Vinagrete 20.03.25 – Política e Coronavírus

Vi que, segundo uma sondagem académica para o Expresso e a SIC, António Costa está muito bem e consensualmente valorizado (com dados estratosféricos de 75% para uma democracia) como líder nacional, por causa do Coronovírus. Mesmo à frente (embora só por 1%, é significativo) do popularíssimo Presidente Marcelo Rebelo de Sousa, que se pôs a dar maus exemplos de beijarada, em plena época de contaminações, e teve depois de ir para uma estranhíssima quarentena.

Política e Coronavírus, RTP

Sou dos que pensam que não estamos em épocas de divergências, mas de consensos, e de seguir as autoridades. Talvez isto não seja uma guerra, mas a reacção tem de ser muito parecida. O próprio Aventura (ou como se chama), um especialista em falar de futebol com palavras acesas que se meteu na política com um partido seu (O Basta?), o percebeu, ao retirar uma proposta de revisão constitucional para combater o Coronavírus, e decidir seguir as autoridades nestes tempos difíceis.
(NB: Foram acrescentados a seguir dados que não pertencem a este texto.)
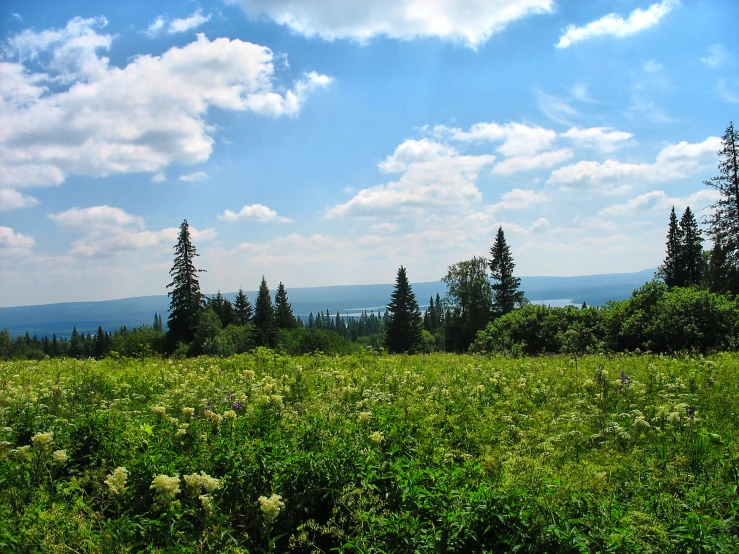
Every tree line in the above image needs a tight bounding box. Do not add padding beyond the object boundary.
[0,123,739,358]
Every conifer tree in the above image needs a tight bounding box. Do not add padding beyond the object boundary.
[167,220,204,344]
[658,206,684,288]
[704,122,739,284]
[385,266,423,353]
[234,288,254,325]
[275,281,295,329]
[490,227,526,315]
[254,275,277,348]
[678,206,706,287]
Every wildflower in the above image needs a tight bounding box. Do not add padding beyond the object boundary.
[104,467,128,494]
[31,431,54,450]
[51,450,68,465]
[149,474,181,506]
[183,471,221,493]
[198,494,213,515]
[259,494,285,525]
[205,410,223,425]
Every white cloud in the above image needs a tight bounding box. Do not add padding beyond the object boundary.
[490,188,550,211]
[562,127,634,152]
[532,217,549,233]
[179,171,208,183]
[218,204,292,223]
[557,0,680,48]
[536,90,580,125]
[493,148,574,175]
[167,10,210,35]
[548,137,721,193]
[0,18,331,188]
[433,122,557,156]
[226,0,554,48]
[145,10,211,37]
[0,223,35,256]
[325,136,495,219]
[49,205,216,258]
[378,138,457,173]
[598,189,721,216]
[0,188,39,211]
[701,44,730,69]
[369,221,398,234]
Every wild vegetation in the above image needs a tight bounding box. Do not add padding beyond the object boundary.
[0,349,739,553]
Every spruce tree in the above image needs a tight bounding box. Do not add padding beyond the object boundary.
[234,288,254,325]
[275,281,295,329]
[254,275,277,348]
[659,206,684,288]
[385,266,423,353]
[704,122,739,286]
[167,220,204,345]
[490,227,526,316]
[680,206,706,287]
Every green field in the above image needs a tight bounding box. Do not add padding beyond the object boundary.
[0,349,739,553]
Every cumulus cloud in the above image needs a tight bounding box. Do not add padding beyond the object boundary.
[598,189,721,216]
[0,18,331,189]
[218,204,292,223]
[0,188,39,211]
[179,171,208,183]
[556,0,680,48]
[701,44,729,69]
[226,0,554,48]
[325,136,495,219]
[493,148,574,175]
[548,137,721,193]
[0,227,35,256]
[433,122,557,156]
[49,205,216,258]
[146,10,211,37]
[562,127,634,152]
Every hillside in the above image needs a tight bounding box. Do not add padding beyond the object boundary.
[0,269,655,337]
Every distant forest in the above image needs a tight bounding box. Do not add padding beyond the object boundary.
[0,123,739,359]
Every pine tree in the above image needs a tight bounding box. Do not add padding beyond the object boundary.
[254,275,277,348]
[385,266,423,353]
[275,281,295,329]
[234,288,254,325]
[167,220,204,344]
[679,206,706,287]
[704,122,739,293]
[490,227,526,315]
[658,206,684,288]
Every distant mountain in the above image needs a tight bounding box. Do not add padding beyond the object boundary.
[0,269,655,337]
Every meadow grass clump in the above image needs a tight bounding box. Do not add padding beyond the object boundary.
[0,349,739,553]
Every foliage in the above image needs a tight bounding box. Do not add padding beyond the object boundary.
[471,281,739,354]
[254,275,277,347]
[385,266,423,352]
[705,122,739,284]
[441,257,493,352]
[167,220,204,344]
[0,352,739,554]
[490,227,526,315]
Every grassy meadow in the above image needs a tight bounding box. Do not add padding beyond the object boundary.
[0,349,739,553]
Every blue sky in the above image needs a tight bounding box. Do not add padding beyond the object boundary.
[0,0,739,306]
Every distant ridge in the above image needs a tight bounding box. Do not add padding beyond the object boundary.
[0,269,656,337]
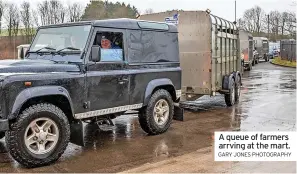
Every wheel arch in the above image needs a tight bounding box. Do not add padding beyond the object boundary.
[223,71,242,90]
[143,78,177,106]
[8,86,74,121]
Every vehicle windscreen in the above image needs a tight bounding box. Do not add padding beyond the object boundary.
[29,25,91,52]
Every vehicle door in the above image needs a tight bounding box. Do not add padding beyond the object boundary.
[86,28,129,113]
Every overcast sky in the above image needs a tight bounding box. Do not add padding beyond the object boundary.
[4,0,296,21]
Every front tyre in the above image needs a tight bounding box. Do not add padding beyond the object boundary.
[0,132,5,140]
[6,103,70,168]
[139,89,174,135]
[225,78,235,106]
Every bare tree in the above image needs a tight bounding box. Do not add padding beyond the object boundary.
[238,6,265,36]
[4,3,20,37]
[0,0,5,34]
[67,3,83,22]
[20,1,33,41]
[35,1,50,25]
[34,0,66,25]
[144,8,154,14]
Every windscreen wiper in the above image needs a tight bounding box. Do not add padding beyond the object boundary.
[56,47,80,54]
[33,46,56,53]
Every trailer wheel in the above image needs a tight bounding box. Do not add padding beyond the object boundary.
[225,78,235,106]
[138,89,174,135]
[6,103,70,168]
[0,132,5,140]
[235,76,241,103]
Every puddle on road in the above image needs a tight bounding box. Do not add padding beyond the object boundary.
[0,65,296,172]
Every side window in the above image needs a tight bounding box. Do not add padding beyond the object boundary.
[93,32,124,62]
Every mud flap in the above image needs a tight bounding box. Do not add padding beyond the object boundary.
[70,121,85,146]
[173,105,184,121]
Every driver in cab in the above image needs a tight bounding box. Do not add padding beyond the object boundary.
[101,35,123,62]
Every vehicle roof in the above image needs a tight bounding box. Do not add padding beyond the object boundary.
[40,18,177,32]
[254,37,268,40]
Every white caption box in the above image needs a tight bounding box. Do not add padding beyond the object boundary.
[214,132,297,161]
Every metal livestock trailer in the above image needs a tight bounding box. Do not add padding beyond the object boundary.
[239,30,252,71]
[140,11,242,106]
[280,40,296,62]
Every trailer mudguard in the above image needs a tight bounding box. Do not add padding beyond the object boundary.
[143,78,175,106]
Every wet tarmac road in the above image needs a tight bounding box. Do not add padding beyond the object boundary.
[0,63,296,173]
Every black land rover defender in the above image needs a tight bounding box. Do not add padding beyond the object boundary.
[0,19,183,167]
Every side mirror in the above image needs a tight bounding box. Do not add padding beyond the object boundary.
[24,49,29,58]
[91,46,101,62]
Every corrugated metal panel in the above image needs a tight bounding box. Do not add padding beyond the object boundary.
[280,40,296,61]
[140,11,241,94]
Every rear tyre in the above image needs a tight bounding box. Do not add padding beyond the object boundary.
[6,103,70,168]
[0,132,5,140]
[139,89,174,135]
[225,78,235,106]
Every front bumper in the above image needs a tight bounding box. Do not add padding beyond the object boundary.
[0,119,9,132]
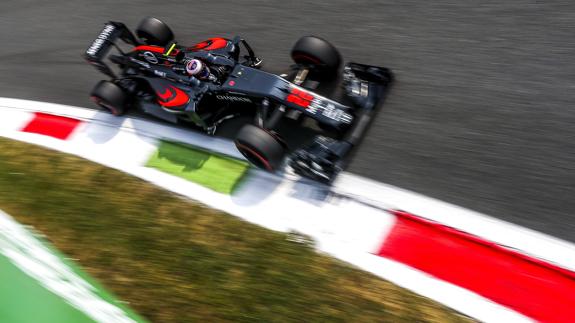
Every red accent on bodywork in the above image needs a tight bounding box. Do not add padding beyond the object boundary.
[286,88,313,108]
[378,211,575,322]
[132,45,179,56]
[22,112,82,140]
[156,88,172,101]
[189,37,228,50]
[156,85,190,108]
[133,45,164,54]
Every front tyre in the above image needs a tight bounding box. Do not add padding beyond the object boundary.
[90,81,128,116]
[235,124,285,172]
[136,17,174,47]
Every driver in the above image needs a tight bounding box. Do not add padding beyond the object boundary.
[185,58,217,82]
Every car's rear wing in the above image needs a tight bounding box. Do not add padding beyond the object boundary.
[84,21,139,77]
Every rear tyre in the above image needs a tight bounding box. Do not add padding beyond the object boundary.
[235,124,285,172]
[291,36,341,74]
[136,17,174,46]
[90,81,128,116]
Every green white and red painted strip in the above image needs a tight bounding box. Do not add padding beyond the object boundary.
[0,211,144,323]
[0,99,575,322]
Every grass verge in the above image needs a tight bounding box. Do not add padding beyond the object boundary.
[0,138,470,322]
[146,141,248,194]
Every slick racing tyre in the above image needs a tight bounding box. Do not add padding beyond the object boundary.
[291,36,341,74]
[235,124,285,172]
[90,81,128,116]
[136,17,174,46]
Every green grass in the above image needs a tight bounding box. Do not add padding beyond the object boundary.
[0,138,469,322]
[146,142,249,194]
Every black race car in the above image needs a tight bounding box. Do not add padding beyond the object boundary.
[84,17,392,183]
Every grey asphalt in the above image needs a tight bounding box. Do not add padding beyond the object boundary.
[0,0,575,241]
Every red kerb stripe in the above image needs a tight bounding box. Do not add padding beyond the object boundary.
[378,211,575,322]
[22,112,82,140]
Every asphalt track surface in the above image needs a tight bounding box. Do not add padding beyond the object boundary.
[0,0,575,241]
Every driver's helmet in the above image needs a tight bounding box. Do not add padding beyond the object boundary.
[186,58,210,79]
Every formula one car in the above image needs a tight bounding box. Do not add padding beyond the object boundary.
[84,17,392,183]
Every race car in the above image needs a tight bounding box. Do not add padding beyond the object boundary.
[84,17,393,183]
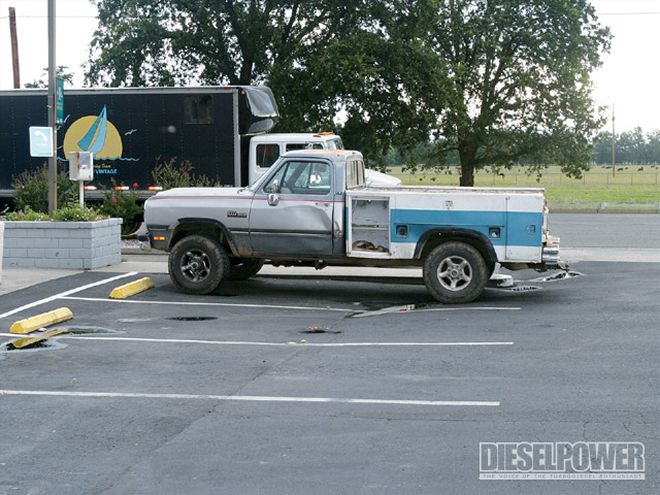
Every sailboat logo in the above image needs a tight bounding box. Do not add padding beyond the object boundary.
[64,106,124,160]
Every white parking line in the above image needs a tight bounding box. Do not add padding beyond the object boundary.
[0,389,500,407]
[56,334,513,347]
[60,296,355,313]
[60,296,521,318]
[0,272,138,318]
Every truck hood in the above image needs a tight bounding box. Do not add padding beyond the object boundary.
[154,187,249,199]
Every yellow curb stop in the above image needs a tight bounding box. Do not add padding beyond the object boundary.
[9,308,73,334]
[110,277,154,299]
[8,328,69,349]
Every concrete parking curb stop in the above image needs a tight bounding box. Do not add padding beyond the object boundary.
[9,308,73,334]
[109,277,154,299]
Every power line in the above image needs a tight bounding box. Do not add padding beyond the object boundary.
[0,15,97,19]
[598,12,660,16]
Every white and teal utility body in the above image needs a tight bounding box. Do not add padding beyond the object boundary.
[145,150,560,303]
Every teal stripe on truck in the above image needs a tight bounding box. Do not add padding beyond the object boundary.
[390,209,543,246]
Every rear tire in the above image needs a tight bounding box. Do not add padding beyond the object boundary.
[424,242,490,304]
[168,235,230,294]
[227,258,264,280]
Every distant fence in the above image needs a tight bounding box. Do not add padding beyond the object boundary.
[400,171,660,187]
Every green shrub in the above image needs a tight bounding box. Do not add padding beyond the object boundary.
[99,190,144,235]
[3,204,108,222]
[151,159,220,190]
[50,204,108,222]
[3,206,50,222]
[12,166,78,213]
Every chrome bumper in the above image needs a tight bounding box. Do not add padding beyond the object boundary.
[541,236,561,265]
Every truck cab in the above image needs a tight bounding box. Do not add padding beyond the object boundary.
[250,132,344,184]
[249,132,401,187]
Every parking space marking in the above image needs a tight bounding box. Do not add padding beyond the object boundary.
[52,334,513,347]
[61,296,355,313]
[0,272,138,318]
[60,296,522,317]
[0,389,500,407]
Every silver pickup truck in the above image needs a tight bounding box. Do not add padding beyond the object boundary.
[145,150,560,303]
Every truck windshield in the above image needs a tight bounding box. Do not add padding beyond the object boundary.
[326,137,344,150]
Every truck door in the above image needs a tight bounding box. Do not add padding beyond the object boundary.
[250,158,334,256]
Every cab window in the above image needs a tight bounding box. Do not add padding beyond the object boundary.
[264,161,332,196]
[256,144,280,168]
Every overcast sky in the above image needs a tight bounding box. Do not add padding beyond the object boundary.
[0,0,660,131]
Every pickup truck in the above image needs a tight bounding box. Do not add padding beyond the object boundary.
[145,149,560,303]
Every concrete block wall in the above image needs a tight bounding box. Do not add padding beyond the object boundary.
[3,218,122,270]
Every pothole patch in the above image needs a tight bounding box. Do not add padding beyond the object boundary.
[529,270,585,282]
[0,339,67,354]
[66,326,125,335]
[300,325,342,335]
[166,316,218,321]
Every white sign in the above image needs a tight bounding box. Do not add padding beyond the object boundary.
[69,151,94,181]
[30,127,53,158]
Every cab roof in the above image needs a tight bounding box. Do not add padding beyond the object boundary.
[282,150,363,161]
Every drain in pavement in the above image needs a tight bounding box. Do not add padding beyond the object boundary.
[166,316,218,321]
[528,270,584,282]
[66,326,125,335]
[0,340,66,354]
[300,325,341,335]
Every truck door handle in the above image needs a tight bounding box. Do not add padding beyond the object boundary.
[268,194,280,206]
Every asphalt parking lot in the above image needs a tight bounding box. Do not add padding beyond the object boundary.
[0,262,660,494]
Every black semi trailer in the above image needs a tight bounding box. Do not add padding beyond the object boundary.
[0,86,278,197]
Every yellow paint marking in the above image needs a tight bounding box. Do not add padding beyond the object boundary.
[9,328,69,349]
[110,277,154,299]
[9,308,73,334]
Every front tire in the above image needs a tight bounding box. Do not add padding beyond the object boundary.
[168,235,230,294]
[424,242,489,304]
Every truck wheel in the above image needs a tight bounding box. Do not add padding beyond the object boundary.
[424,242,489,304]
[168,235,229,294]
[227,258,264,280]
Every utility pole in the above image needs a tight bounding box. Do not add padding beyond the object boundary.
[612,103,616,177]
[9,7,21,89]
[48,0,57,214]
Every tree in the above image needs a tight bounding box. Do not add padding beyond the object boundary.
[86,0,610,185]
[25,65,73,88]
[86,0,442,163]
[394,0,610,186]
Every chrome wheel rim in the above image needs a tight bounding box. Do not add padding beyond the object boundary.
[180,249,211,282]
[437,256,472,292]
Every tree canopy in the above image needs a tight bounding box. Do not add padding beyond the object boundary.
[87,0,610,185]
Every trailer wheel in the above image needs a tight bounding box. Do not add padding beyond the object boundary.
[227,258,264,280]
[424,242,489,304]
[168,235,229,294]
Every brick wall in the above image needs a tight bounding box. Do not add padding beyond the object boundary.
[3,218,122,270]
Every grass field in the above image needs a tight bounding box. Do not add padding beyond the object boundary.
[389,165,660,203]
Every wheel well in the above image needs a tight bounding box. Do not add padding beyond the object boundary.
[418,232,497,269]
[169,221,234,253]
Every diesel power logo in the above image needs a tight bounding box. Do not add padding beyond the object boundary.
[479,442,645,480]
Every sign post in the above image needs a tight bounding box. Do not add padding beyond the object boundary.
[55,79,64,125]
[48,0,57,215]
[69,151,94,206]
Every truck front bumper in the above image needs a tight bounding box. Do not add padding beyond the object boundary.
[138,225,172,251]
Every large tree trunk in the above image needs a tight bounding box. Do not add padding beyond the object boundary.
[458,145,477,187]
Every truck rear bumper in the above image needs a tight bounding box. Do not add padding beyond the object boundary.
[541,236,561,266]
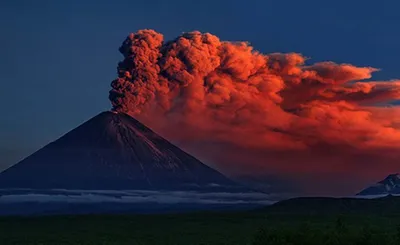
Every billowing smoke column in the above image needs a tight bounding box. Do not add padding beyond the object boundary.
[109,30,400,193]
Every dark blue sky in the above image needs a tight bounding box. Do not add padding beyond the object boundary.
[0,0,400,169]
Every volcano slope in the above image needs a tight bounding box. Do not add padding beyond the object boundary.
[0,111,267,214]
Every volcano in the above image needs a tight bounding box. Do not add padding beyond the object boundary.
[0,111,243,192]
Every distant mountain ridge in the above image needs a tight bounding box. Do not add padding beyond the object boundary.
[259,195,400,215]
[357,173,400,196]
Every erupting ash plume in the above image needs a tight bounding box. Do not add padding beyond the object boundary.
[109,30,400,193]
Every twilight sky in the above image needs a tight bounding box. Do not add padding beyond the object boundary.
[0,0,400,195]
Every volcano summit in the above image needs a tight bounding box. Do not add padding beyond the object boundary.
[0,112,270,215]
[0,112,241,191]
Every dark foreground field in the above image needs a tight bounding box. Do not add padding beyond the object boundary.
[0,212,400,245]
[0,196,400,245]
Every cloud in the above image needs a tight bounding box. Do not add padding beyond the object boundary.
[0,189,274,205]
[109,30,400,193]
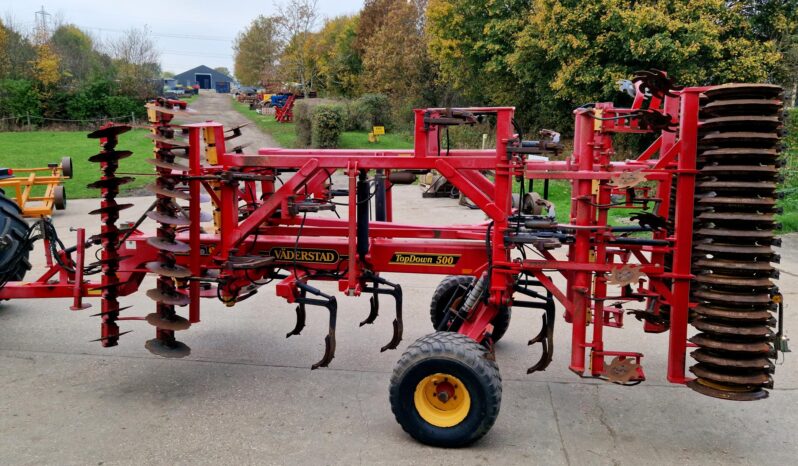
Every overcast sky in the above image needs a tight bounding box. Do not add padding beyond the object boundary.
[0,0,363,73]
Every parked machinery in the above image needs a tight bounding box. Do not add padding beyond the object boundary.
[0,71,787,446]
[0,157,72,218]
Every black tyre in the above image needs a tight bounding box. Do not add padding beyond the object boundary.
[53,185,66,210]
[390,332,502,447]
[0,194,31,287]
[429,275,512,343]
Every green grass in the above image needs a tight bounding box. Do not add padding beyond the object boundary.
[0,129,154,199]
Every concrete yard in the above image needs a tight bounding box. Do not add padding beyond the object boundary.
[0,186,798,465]
[0,94,798,465]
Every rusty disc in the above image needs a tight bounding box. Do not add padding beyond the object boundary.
[147,312,191,332]
[695,273,773,289]
[701,98,784,115]
[690,363,771,385]
[147,288,189,306]
[694,304,773,322]
[89,150,133,163]
[693,243,775,256]
[89,204,133,215]
[696,181,778,191]
[146,262,191,278]
[603,356,640,383]
[144,338,191,358]
[703,83,784,100]
[701,164,779,176]
[147,237,191,254]
[687,379,768,401]
[695,227,774,241]
[694,258,775,274]
[689,333,773,354]
[693,290,770,305]
[690,349,773,369]
[699,131,779,147]
[86,125,131,139]
[693,319,773,338]
[701,115,783,130]
[147,210,191,226]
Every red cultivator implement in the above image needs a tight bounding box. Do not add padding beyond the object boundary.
[0,72,786,446]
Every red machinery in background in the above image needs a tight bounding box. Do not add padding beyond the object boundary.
[0,72,787,446]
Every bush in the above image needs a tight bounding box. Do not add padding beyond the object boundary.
[311,105,345,149]
[352,94,392,131]
[294,100,313,147]
[0,79,41,121]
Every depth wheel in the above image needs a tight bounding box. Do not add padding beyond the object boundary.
[429,275,512,343]
[390,332,502,447]
[53,185,66,210]
[0,189,31,288]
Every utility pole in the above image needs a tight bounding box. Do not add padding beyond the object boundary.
[35,5,52,44]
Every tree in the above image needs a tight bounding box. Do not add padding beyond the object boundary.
[214,66,233,76]
[426,0,531,105]
[735,0,798,103]
[277,0,319,91]
[50,24,97,83]
[233,16,283,86]
[110,27,161,99]
[316,16,363,97]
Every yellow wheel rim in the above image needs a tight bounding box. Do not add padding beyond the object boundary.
[413,373,471,427]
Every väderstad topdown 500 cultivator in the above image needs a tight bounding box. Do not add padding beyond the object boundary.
[0,71,787,446]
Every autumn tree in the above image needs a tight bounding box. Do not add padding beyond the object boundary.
[49,24,97,84]
[316,16,363,97]
[361,0,428,101]
[277,0,319,91]
[233,16,283,86]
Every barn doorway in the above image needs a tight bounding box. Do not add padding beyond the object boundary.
[194,73,211,89]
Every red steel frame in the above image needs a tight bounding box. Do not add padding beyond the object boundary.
[0,88,704,383]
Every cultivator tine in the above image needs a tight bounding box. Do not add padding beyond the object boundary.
[526,301,554,374]
[360,274,404,352]
[359,294,380,327]
[89,330,133,346]
[285,290,307,338]
[294,281,338,370]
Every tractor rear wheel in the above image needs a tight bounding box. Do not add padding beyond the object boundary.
[0,194,31,287]
[390,332,502,447]
[429,275,512,343]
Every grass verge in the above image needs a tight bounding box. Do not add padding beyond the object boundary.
[0,129,154,199]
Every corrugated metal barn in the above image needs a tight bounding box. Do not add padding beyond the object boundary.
[174,65,233,89]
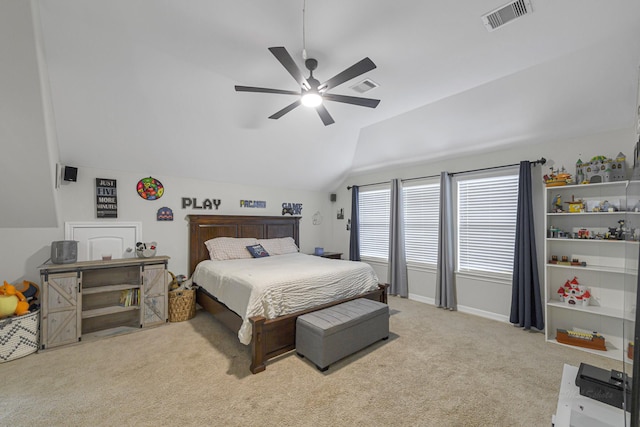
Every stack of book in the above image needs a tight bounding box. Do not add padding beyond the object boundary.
[120,289,140,307]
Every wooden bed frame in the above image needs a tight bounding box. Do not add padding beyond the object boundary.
[187,215,387,374]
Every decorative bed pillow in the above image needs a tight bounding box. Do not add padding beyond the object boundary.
[247,244,269,258]
[258,237,298,255]
[204,237,258,261]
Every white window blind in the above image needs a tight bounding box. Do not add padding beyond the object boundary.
[358,189,391,260]
[403,184,440,265]
[458,175,518,274]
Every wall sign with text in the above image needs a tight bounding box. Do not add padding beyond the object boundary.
[182,197,222,210]
[240,200,267,209]
[96,178,118,218]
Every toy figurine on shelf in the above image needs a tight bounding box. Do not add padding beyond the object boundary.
[543,166,573,187]
[558,277,591,306]
[551,194,563,213]
[565,195,584,213]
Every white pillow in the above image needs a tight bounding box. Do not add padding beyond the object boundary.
[204,237,256,261]
[258,237,299,255]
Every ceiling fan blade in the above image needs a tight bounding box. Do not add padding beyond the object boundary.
[269,47,308,86]
[316,104,335,126]
[236,86,300,95]
[269,99,300,120]
[322,93,380,108]
[318,58,376,92]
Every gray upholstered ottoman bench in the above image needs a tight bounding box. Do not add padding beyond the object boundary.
[296,298,389,372]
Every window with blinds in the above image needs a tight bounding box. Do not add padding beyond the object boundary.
[403,184,440,265]
[458,175,518,274]
[358,189,391,260]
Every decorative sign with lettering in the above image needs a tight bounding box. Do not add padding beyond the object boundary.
[240,200,267,208]
[96,178,118,218]
[282,203,302,215]
[182,197,221,210]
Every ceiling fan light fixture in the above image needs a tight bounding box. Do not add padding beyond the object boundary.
[300,90,322,108]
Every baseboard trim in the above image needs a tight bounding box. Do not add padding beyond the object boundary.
[409,294,510,323]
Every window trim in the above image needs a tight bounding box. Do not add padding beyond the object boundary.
[452,166,519,284]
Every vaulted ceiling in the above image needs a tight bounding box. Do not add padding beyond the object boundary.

Deixou o CDS a falar sozinho (ou quase) contra essas autoridades, como se fosse um Bolsonaro ou um Trump, mais interessado em votos do que em combater o vírus agressivo e global.

Aproveito para destacar o trabalho de outras profissões, para além das da Saúde, nesta luta – como as dos supermercados e afins. Menos reivindicativas, como se todos lhes devêssemos mais do que aos outros (astais da Saúde que se têm mostrado muito reivindicativas) –, não deixam de se arriscar diariamente, talvez até mais (pelo menos, com menos material de protecção à vista), para servirem o público, nestes momentos difíceis e de desconhecimentos. Com isto, não quero deixar de valorizar o trabalho dos profissionais de Saúde, mas apenas alertar para que há mais profissões a zelar por nós, e em piores condições. Afinal, somos o país empobrecido que sabemos, mas mantemos uma Saúde pública de ricos.

Entretanto, a imprensa parece encantada por dar voz a qualquer crítico, que já se viu não corresponder ao sentir da população. E o líder do CDS, oferece-se à popularizada tropa, como voluntário, esquecendo a importância do seu papel político. Pelos vistos o CDS não vai endireitar-se desta (o seu presidente será dos piores, talvez pela falta de maturidade, mas o líder parlamentar, bem mais maduro, não se tem mostrado nada melhor. O Basta tem cada vez maiores probabilidades de o ultrapassar. O que vale é que a maioria da Direita se mostra mais identificada com o PSD de Rui Rio, e nesse aspecto podemos ficar descansados. Ao contrário de outros, ultimamente o PSD soube escolher, e deixar esquecido o seu pior tempo.